Um estudo do ICMBio (Instituto Chico Mendes de Conservação da Biodiversidade), divulgado neste mês de maio, trouxe números que surpreendem até os mais otimistas do setor ambiental. O turismo em unidades de conservação federais movimentou R$ 40,7 bilhões em vendas no Brasil em 2025, gerou R$ 20,3 bilhões para o PIB e sustentou mais de 332,5 mil postos de trabalho.
As 175 unidades de conservação federais abertas à visitação registraram juntas 28,5 milhões de visitas no ano passado — o maior número desde o início da série histórica, em 2000.
Mas o dado mais curioso é o retorno financeiro. Segundo o modelo utilizado no estudo, validado pela UNESCO e pelo Banco Mundial, para cada R$ 1 investido no ICMBio, o retorno agregado ao PIB chegou a R$ 16, e a arrecadação tributária foi de R$ 2,30. Ou seja, preservar floresta está literalmente dando lucro para o país.
A atividade gerou quase R$ 3 bilhões em arrecadação tributária — valor que supera o dobro do orçamento total do próprio órgão gestor. Em outras palavras, os parques nacionais se pagam e ainda devolvem com sobra.
No ranking dos mais visitados, o Parque Nacional da Tijuca, no Rio de Janeiro, lidera com mais de 4,9 milhões de visitantes. O parque abriga o Cristo Redentor e reúne atrações como Pedra da Gávea, Pedra Bonita, Vista Chinesa e Pico da Tijuca, além de trilhas de longo curso como a Transcarioca. Na segunda posição aparece o Parque Nacional do Iguaçu, no Paraná, com 2,2 milhões de visitas, e em terceiro Jericoacoara, no Ceará, com 1,3 milhão.

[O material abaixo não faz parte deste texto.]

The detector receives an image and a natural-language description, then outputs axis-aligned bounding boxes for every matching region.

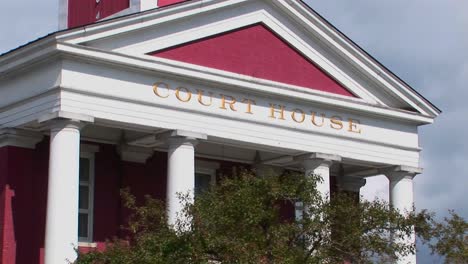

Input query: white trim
[78,242,97,248]
[58,43,434,124]
[44,0,439,117]
[115,10,376,104]
[58,0,69,30]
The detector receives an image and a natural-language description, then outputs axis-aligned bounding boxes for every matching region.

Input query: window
[78,153,94,242]
[195,160,219,196]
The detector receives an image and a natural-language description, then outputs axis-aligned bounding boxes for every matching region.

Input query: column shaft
[304,159,332,199]
[166,138,196,225]
[45,121,80,264]
[387,172,416,264]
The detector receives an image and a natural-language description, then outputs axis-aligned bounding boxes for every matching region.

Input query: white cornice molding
[0,128,43,149]
[49,0,440,117]
[54,43,433,124]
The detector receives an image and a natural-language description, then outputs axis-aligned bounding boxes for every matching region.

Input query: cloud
[0,0,58,54]
[306,0,468,263]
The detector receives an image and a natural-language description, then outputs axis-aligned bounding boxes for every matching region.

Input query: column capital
[294,153,341,170]
[380,165,423,181]
[0,128,44,149]
[37,111,94,130]
[337,176,366,192]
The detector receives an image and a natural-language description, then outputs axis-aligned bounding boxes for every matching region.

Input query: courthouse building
[0,0,440,264]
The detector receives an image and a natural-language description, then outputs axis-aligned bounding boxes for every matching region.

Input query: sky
[0,0,468,263]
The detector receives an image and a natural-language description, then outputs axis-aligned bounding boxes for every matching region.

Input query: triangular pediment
[54,0,439,116]
[150,24,354,96]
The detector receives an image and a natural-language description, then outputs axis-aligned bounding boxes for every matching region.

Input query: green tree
[77,171,467,264]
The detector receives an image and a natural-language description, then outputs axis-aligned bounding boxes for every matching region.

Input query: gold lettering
[242,98,257,114]
[348,118,361,134]
[311,112,325,127]
[270,103,285,120]
[176,87,192,103]
[291,108,305,123]
[153,82,169,98]
[330,116,343,130]
[197,89,213,106]
[219,94,237,112]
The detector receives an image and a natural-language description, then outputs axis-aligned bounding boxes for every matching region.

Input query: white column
[385,167,420,264]
[295,153,341,199]
[294,153,341,221]
[45,120,82,264]
[166,137,197,225]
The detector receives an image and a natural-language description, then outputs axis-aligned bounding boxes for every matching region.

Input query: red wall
[158,0,187,7]
[151,24,354,96]
[0,140,344,264]
[0,142,48,264]
[68,0,130,28]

O Iguaçu, além das famosas Cataratas, ampliou sua oferta turística com atividades como cicloturismo, astroturismo, passeios de barco e visitas noturnas para contemplação.
Segundo o ICMBio, o crescimento está relacionado à melhoria no monitoramento da visitação, investimentos em infraestrutura e serviços, inclusão de novas áreas no sistema e maior valorização dos ambientes naturais no período pós-pandemia. Desde 2023, o governo criou e ampliou 20 unidades de conservação, totalizando mais de 1,7 milhão de hectares.
Mas nem tudo são flores. O ICMBio alerta que o crescimento da visitação amplia desafios de gestão, como equilibrar o uso público com a conservação ambiental, ampliar infraestrutura, fortalecer ações de educação ambiental e aprimorar o monitoramento dos impactos sobre os ecossistemas.
A mensagem é poderosa: a natureza brasileira não é só patrimônio a ser protegido é uma máquina econômica. E quanto mais se investe nela, mais ela devolve em empregos, renda e qualidade de vida.